第8話 星の落ちた日
その日も、空には三つの月が浮かんでいた。
「また、ジュンが泣いてるのか」
レンはため息をつきながらも、壊れた魔導機械を片手に小屋の奥へと向かった。そこでは年下の後輩魔導士ジュンが、いつものように回路の焼損を前に肩を落としていた。

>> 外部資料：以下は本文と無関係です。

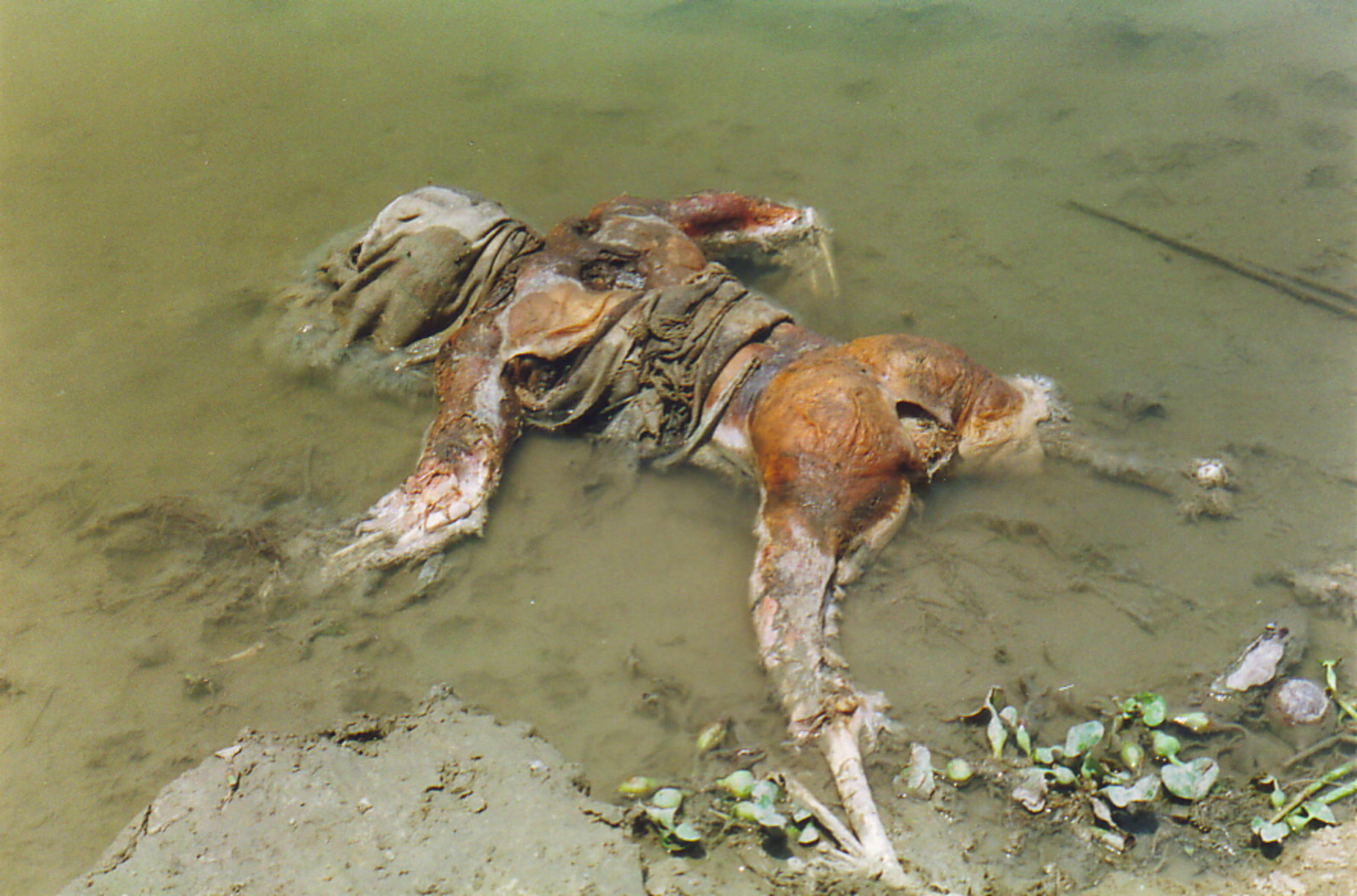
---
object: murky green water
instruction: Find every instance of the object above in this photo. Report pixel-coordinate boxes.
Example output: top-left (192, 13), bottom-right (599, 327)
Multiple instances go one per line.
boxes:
top-left (0, 0), bottom-right (1357, 894)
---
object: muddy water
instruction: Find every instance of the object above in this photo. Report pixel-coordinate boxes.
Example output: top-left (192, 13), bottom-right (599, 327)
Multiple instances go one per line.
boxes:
top-left (0, 0), bottom-right (1357, 894)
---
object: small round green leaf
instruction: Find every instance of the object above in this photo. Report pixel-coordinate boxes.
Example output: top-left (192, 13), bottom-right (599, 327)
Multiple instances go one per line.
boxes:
top-left (1174, 713), bottom-right (1210, 735)
top-left (1159, 756), bottom-right (1220, 801)
top-left (650, 787), bottom-right (683, 810)
top-left (1149, 731), bottom-right (1183, 760)
top-left (1250, 817), bottom-right (1291, 843)
top-left (673, 821), bottom-right (701, 843)
top-left (717, 769), bottom-right (755, 799)
top-left (617, 774), bottom-right (660, 797)
top-left (946, 756), bottom-right (975, 783)
top-left (1065, 720), bottom-right (1103, 756)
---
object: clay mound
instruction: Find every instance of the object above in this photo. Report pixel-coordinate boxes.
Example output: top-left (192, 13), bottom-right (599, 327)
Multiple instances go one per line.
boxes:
top-left (61, 688), bottom-right (645, 896)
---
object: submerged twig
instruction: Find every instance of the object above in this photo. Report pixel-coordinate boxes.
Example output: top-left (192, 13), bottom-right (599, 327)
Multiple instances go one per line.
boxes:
top-left (1065, 199), bottom-right (1357, 317)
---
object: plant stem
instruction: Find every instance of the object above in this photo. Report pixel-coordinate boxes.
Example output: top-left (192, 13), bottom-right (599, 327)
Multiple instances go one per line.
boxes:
top-left (1269, 759), bottom-right (1357, 824)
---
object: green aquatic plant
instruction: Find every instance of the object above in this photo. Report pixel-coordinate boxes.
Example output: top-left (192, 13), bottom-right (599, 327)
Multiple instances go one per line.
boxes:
top-left (617, 769), bottom-right (819, 853)
top-left (1250, 660), bottom-right (1357, 844)
top-left (948, 688), bottom-right (1220, 850)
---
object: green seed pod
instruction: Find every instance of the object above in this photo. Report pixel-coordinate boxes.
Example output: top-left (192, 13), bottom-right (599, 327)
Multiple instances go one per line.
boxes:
top-left (617, 774), bottom-right (660, 797)
top-left (697, 721), bottom-right (728, 754)
top-left (717, 769), bottom-right (755, 799)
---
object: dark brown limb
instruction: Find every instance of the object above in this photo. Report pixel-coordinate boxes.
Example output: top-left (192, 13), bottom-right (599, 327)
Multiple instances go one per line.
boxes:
top-left (1065, 199), bottom-right (1357, 317)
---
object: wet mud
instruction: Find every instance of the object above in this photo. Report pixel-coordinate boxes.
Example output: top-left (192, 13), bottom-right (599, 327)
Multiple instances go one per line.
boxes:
top-left (0, 0), bottom-right (1357, 896)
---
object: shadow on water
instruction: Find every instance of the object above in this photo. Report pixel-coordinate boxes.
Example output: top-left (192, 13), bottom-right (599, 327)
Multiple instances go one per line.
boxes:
top-left (0, 0), bottom-right (1357, 896)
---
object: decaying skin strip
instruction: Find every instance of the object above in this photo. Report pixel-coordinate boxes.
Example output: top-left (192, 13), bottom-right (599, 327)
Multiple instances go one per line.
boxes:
top-left (334, 314), bottom-right (522, 575)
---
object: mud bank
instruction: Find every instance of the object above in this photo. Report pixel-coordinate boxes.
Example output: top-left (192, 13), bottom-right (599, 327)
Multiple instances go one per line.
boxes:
top-left (59, 686), bottom-right (1357, 896)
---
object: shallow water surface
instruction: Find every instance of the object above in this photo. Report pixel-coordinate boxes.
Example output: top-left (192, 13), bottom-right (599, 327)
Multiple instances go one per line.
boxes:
top-left (0, 0), bottom-right (1357, 896)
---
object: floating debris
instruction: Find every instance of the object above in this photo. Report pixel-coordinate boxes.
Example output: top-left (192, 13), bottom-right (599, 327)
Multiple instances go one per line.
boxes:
top-left (905, 744), bottom-right (938, 799)
top-left (1210, 624), bottom-right (1291, 699)
top-left (1267, 678), bottom-right (1328, 728)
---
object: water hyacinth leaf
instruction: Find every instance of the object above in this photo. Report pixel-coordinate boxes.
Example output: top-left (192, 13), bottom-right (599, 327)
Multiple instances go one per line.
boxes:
top-left (749, 778), bottom-right (782, 806)
top-left (697, 721), bottom-right (728, 754)
top-left (672, 821), bottom-right (701, 843)
top-left (755, 803), bottom-right (787, 828)
top-left (986, 715), bottom-right (1008, 759)
top-left (1121, 692), bottom-right (1169, 728)
top-left (1137, 694), bottom-right (1169, 728)
top-left (946, 756), bottom-right (975, 783)
top-left (1102, 774), bottom-right (1159, 810)
top-left (617, 774), bottom-right (660, 797)
top-left (1174, 713), bottom-right (1210, 735)
top-left (717, 769), bottom-right (755, 799)
top-left (1159, 756), bottom-right (1220, 803)
top-left (1014, 726), bottom-right (1031, 759)
top-left (1149, 731), bottom-right (1183, 762)
top-left (646, 805), bottom-right (678, 831)
top-left (1267, 781), bottom-right (1287, 810)
top-left (1065, 720), bottom-right (1103, 756)
top-left (1250, 817), bottom-right (1291, 843)
top-left (1011, 769), bottom-right (1047, 815)
top-left (650, 787), bottom-right (683, 810)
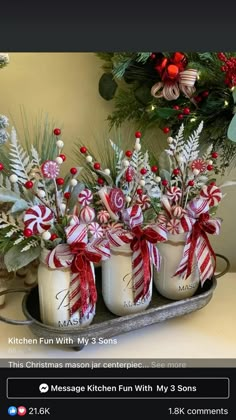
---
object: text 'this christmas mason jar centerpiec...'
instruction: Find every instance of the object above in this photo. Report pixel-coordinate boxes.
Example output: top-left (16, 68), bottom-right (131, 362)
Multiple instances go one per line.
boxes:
top-left (0, 123), bottom-right (109, 328)
top-left (77, 132), bottom-right (167, 316)
top-left (154, 123), bottom-right (222, 300)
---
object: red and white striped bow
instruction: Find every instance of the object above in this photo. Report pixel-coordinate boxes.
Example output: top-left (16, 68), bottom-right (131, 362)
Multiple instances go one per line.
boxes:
top-left (106, 205), bottom-right (167, 303)
top-left (174, 198), bottom-right (221, 285)
top-left (45, 224), bottom-right (110, 317)
top-left (151, 69), bottom-right (197, 101)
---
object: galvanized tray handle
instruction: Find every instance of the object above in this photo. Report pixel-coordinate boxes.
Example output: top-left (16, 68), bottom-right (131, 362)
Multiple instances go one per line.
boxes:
top-left (215, 254), bottom-right (230, 279)
top-left (0, 288), bottom-right (34, 325)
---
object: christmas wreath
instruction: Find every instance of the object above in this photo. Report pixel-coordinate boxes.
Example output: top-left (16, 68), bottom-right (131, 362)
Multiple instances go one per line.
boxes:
top-left (98, 52), bottom-right (236, 174)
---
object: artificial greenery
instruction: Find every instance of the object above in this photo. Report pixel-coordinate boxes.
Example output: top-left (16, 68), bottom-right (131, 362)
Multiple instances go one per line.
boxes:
top-left (98, 52), bottom-right (236, 173)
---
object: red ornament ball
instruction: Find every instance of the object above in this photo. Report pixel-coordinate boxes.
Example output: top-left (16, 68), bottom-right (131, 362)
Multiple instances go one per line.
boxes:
top-left (183, 108), bottom-right (190, 115)
top-left (151, 165), bottom-right (158, 173)
top-left (207, 165), bottom-right (214, 171)
top-left (23, 228), bottom-right (33, 238)
top-left (53, 128), bottom-right (61, 136)
top-left (56, 178), bottom-right (64, 185)
top-left (59, 154), bottom-right (66, 162)
top-left (93, 162), bottom-right (101, 171)
top-left (64, 191), bottom-right (70, 200)
top-left (70, 168), bottom-right (78, 175)
top-left (125, 150), bottom-right (133, 157)
top-left (125, 174), bottom-right (133, 182)
top-left (50, 233), bottom-right (58, 241)
top-left (167, 64), bottom-right (179, 79)
top-left (162, 127), bottom-right (170, 134)
top-left (140, 168), bottom-right (147, 175)
top-left (25, 181), bottom-right (34, 190)
top-left (173, 168), bottom-right (180, 175)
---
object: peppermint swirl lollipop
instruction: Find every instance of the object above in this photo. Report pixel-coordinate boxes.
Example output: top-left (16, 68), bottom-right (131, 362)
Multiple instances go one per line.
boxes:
top-left (88, 222), bottom-right (103, 238)
top-left (172, 206), bottom-right (184, 219)
top-left (200, 185), bottom-right (222, 207)
top-left (41, 160), bottom-right (60, 179)
top-left (166, 187), bottom-right (182, 203)
top-left (79, 206), bottom-right (95, 224)
top-left (24, 204), bottom-right (53, 235)
top-left (109, 188), bottom-right (125, 213)
top-left (97, 210), bottom-right (110, 223)
top-left (78, 188), bottom-right (93, 206)
top-left (136, 194), bottom-right (151, 211)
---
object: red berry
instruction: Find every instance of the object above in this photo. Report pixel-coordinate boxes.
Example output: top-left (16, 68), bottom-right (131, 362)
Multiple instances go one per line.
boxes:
top-left (140, 168), bottom-right (147, 175)
top-left (64, 191), bottom-right (70, 200)
top-left (79, 146), bottom-right (87, 155)
top-left (207, 165), bottom-right (214, 171)
top-left (194, 96), bottom-right (202, 104)
top-left (59, 154), bottom-right (66, 162)
top-left (151, 165), bottom-right (158, 173)
top-left (56, 178), bottom-right (64, 185)
top-left (70, 168), bottom-right (78, 175)
top-left (162, 127), bottom-right (170, 134)
top-left (50, 233), bottom-right (58, 241)
top-left (93, 162), bottom-right (101, 171)
top-left (125, 175), bottom-right (133, 182)
top-left (173, 168), bottom-right (180, 175)
top-left (97, 178), bottom-right (104, 185)
top-left (125, 150), bottom-right (133, 157)
top-left (53, 128), bottom-right (61, 136)
top-left (23, 228), bottom-right (33, 238)
top-left (25, 181), bottom-right (34, 190)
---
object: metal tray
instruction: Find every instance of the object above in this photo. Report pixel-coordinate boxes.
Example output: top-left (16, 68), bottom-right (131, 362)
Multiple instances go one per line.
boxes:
top-left (0, 269), bottom-right (218, 350)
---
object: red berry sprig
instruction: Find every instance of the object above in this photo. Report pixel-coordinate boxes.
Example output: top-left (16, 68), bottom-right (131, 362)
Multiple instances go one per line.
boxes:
top-left (25, 181), bottom-right (34, 190)
top-left (70, 168), bottom-right (78, 175)
top-left (53, 128), bottom-right (61, 136)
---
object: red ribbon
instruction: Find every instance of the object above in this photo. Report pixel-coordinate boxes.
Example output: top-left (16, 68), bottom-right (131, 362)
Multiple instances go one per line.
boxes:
top-left (70, 242), bottom-right (102, 315)
top-left (130, 226), bottom-right (159, 302)
top-left (186, 213), bottom-right (216, 278)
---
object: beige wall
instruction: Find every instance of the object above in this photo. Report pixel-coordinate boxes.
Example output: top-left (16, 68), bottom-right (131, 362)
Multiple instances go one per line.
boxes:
top-left (0, 53), bottom-right (236, 274)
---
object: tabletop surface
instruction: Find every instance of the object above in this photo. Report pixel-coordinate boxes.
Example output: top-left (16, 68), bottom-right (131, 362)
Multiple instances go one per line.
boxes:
top-left (0, 273), bottom-right (236, 359)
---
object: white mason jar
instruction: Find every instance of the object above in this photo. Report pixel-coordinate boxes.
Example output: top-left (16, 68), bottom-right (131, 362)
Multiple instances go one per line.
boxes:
top-left (102, 244), bottom-right (152, 316)
top-left (154, 233), bottom-right (200, 300)
top-left (38, 250), bottom-right (95, 328)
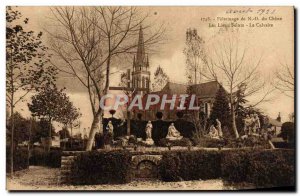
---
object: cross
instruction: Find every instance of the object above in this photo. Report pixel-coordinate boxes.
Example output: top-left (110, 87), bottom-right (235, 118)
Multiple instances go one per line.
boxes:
top-left (108, 69), bottom-right (149, 136)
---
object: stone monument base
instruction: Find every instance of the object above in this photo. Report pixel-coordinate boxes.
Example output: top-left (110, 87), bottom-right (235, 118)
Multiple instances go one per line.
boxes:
top-left (166, 136), bottom-right (183, 141)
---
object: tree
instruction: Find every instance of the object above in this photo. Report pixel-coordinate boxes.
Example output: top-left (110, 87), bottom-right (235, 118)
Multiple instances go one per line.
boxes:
top-left (183, 29), bottom-right (206, 84)
top-left (274, 63), bottom-right (295, 98)
top-left (6, 7), bottom-right (56, 175)
top-left (58, 127), bottom-right (71, 139)
top-left (6, 112), bottom-right (30, 144)
top-left (234, 85), bottom-right (248, 133)
top-left (152, 66), bottom-right (169, 92)
top-left (48, 7), bottom-right (164, 150)
top-left (203, 28), bottom-right (274, 138)
top-left (210, 87), bottom-right (231, 128)
top-left (28, 86), bottom-right (79, 137)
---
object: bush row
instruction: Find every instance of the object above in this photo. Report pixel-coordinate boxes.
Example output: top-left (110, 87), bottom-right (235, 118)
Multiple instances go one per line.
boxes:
top-left (159, 150), bottom-right (221, 182)
top-left (6, 147), bottom-right (29, 173)
top-left (221, 150), bottom-right (295, 187)
top-left (71, 150), bottom-right (131, 185)
top-left (30, 148), bottom-right (62, 168)
top-left (159, 149), bottom-right (295, 187)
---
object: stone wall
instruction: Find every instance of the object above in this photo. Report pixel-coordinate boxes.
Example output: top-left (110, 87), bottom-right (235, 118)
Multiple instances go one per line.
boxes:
top-left (60, 151), bottom-right (162, 184)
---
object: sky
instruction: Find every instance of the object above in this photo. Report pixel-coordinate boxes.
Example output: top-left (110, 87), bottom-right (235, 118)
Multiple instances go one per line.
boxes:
top-left (12, 6), bottom-right (294, 135)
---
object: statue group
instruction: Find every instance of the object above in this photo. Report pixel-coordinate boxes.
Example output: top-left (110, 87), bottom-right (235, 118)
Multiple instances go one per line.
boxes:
top-left (104, 121), bottom-right (183, 148)
top-left (244, 113), bottom-right (261, 135)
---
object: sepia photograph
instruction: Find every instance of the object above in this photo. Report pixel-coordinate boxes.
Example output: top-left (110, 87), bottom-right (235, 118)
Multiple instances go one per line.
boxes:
top-left (3, 5), bottom-right (296, 192)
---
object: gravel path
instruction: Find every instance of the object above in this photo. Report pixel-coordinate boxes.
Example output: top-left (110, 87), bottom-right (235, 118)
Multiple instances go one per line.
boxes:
top-left (7, 166), bottom-right (251, 191)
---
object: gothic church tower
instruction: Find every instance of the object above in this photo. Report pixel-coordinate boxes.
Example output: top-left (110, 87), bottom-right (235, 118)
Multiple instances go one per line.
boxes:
top-left (131, 27), bottom-right (150, 95)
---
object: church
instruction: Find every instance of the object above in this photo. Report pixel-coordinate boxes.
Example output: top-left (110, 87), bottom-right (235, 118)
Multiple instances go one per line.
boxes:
top-left (128, 27), bottom-right (222, 120)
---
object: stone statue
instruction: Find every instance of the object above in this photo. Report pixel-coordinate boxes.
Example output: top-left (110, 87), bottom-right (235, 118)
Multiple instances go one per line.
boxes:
top-left (216, 119), bottom-right (223, 137)
top-left (144, 121), bottom-right (154, 145)
top-left (166, 123), bottom-right (183, 140)
top-left (146, 121), bottom-right (153, 139)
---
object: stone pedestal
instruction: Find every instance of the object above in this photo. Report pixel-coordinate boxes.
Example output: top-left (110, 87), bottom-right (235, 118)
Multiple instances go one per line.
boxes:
top-left (144, 138), bottom-right (154, 145)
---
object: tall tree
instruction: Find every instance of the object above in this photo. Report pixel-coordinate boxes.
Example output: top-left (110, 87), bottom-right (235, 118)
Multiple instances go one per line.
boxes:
top-left (203, 28), bottom-right (273, 138)
top-left (210, 87), bottom-right (231, 128)
top-left (183, 29), bottom-right (206, 84)
top-left (152, 66), bottom-right (169, 91)
top-left (274, 60), bottom-right (295, 98)
top-left (6, 7), bottom-right (56, 175)
top-left (28, 86), bottom-right (79, 137)
top-left (49, 7), bottom-right (164, 150)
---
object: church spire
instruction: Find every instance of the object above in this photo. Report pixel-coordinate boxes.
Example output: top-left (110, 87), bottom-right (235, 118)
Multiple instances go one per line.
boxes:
top-left (136, 25), bottom-right (145, 66)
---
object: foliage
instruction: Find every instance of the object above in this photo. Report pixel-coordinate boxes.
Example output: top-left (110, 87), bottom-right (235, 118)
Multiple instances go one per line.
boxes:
top-left (6, 7), bottom-right (57, 105)
top-left (58, 127), bottom-right (71, 139)
top-left (159, 150), bottom-right (221, 181)
top-left (158, 138), bottom-right (192, 147)
top-left (28, 86), bottom-right (80, 130)
top-left (6, 112), bottom-right (30, 144)
top-left (221, 150), bottom-right (295, 187)
top-left (210, 87), bottom-right (231, 127)
top-left (6, 146), bottom-right (29, 173)
top-left (6, 6), bottom-right (57, 173)
top-left (71, 151), bottom-right (131, 185)
top-left (152, 66), bottom-right (169, 92)
top-left (193, 137), bottom-right (225, 148)
top-left (30, 147), bottom-right (62, 168)
top-left (183, 29), bottom-right (206, 84)
top-left (109, 110), bottom-right (116, 118)
top-left (6, 112), bottom-right (55, 144)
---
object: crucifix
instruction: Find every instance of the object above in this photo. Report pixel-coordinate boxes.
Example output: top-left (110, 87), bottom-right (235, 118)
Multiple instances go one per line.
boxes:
top-left (108, 69), bottom-right (149, 136)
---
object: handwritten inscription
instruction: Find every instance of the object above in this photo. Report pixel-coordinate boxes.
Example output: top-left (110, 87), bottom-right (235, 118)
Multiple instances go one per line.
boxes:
top-left (200, 8), bottom-right (283, 28)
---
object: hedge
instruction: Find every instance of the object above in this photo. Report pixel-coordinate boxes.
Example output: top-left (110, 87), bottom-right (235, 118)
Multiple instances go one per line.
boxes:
top-left (71, 150), bottom-right (131, 185)
top-left (6, 147), bottom-right (29, 173)
top-left (159, 149), bottom-right (295, 187)
top-left (221, 150), bottom-right (295, 187)
top-left (159, 150), bottom-right (221, 181)
top-left (30, 148), bottom-right (62, 168)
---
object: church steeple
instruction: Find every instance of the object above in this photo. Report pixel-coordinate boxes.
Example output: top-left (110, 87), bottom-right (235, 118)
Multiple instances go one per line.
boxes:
top-left (131, 26), bottom-right (150, 95)
top-left (136, 26), bottom-right (146, 67)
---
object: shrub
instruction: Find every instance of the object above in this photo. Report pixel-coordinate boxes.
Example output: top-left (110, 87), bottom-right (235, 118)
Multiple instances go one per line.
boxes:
top-left (6, 147), bottom-right (29, 173)
top-left (221, 150), bottom-right (295, 187)
top-left (71, 150), bottom-right (131, 185)
top-left (159, 150), bottom-right (221, 181)
top-left (158, 138), bottom-right (192, 147)
top-left (30, 148), bottom-right (62, 168)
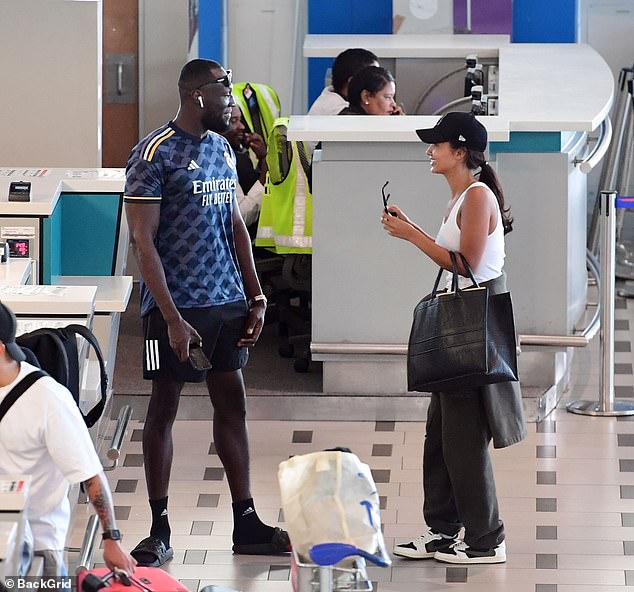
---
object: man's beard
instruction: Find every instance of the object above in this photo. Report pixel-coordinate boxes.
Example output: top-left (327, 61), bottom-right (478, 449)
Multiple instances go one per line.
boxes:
top-left (201, 112), bottom-right (231, 134)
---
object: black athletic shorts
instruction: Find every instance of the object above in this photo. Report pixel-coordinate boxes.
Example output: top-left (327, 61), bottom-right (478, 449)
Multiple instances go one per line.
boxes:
top-left (143, 301), bottom-right (249, 382)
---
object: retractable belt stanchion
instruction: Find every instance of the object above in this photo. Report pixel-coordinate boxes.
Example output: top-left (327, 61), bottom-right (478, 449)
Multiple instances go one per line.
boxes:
top-left (566, 191), bottom-right (634, 416)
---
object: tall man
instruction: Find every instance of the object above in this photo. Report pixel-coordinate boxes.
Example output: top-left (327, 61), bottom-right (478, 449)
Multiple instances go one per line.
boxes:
top-left (125, 59), bottom-right (289, 566)
top-left (222, 105), bottom-right (267, 229)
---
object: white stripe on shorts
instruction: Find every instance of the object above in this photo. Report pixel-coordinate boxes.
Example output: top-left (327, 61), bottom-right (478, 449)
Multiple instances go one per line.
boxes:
top-left (145, 339), bottom-right (160, 371)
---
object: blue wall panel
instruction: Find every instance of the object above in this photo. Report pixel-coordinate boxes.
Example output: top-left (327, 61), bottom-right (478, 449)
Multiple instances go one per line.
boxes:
top-left (307, 0), bottom-right (392, 109)
top-left (198, 0), bottom-right (226, 61)
top-left (511, 0), bottom-right (577, 43)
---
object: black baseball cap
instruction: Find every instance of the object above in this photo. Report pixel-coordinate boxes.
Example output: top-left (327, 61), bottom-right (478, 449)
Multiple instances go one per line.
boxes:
top-left (0, 302), bottom-right (26, 362)
top-left (416, 111), bottom-right (487, 152)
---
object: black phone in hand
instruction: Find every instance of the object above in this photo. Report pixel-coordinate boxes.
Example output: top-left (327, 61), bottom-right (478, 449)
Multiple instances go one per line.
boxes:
top-left (189, 343), bottom-right (211, 370)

「やり直しだな。大丈夫、こういうのは何度も失敗するもんだ」
肩をすくめて笑うレンに、ジュンは申し訳なさそうに目を伏せる。
「……ありがとう、レン先輩」
レンは答えず、修理道具を広げた。無言のまま、焼けた部分を見つめていると、自分の中にふと、小さな欠片のような感情が浮かぶ。
――兄弟って、こういうものなのかな。
レンには家族がいなかった。親の顔も、兄弟の記憶もない。小さい頃に拾われ、魔法技術の訓練施設で育った。上下関係と規律の世界で、誰かに頼ることも、甘えることもなかった。
けれどジュンや、他の若い仲間と過ごす日々の中で、彼は徐々に「誰かを守りたい」と思うようになっていた。
その日の夜、異常なほどの魔力密度が研究棟を包んでいた。
「実験を止めるべきだ」
レンは直感でそう言った。だが、研究主任の男は首を振る。
「今止めれば、明日の陽光に合わせた計算が狂う」
「でも、魔力が……これは爆発の前兆だ」
主任が躊躇したその刹那、実験炉の魔力核が脈動し始めた。赤い光が脈打ち、空気が揺れる。
――ああ、間に合わない。
レンは迷わなかった。隣で固まったジュンを突き飛ばし、炉の奥に駆け込む。
「レン先輩ッ――!」
ジュンの叫びが遠ざかる中、レンは振り返らず、魔力中和装置のレバーを全開に引いた。
「誰かが……やらなきゃ、誰も守れないだろ……」
その瞬間、世界が白く弾けた。
空間が裂け、重力がねじれ、思考が砕ける。
光の中で、レンはふと――子どもが笑っている光景を見た。兄の手を握る、小さな女の子の幻影。
――ああ、いいな。俺にも、妹がいたら……
そして、彼の意識は深く、遠く、まだ見ぬ世界へと落ちていった。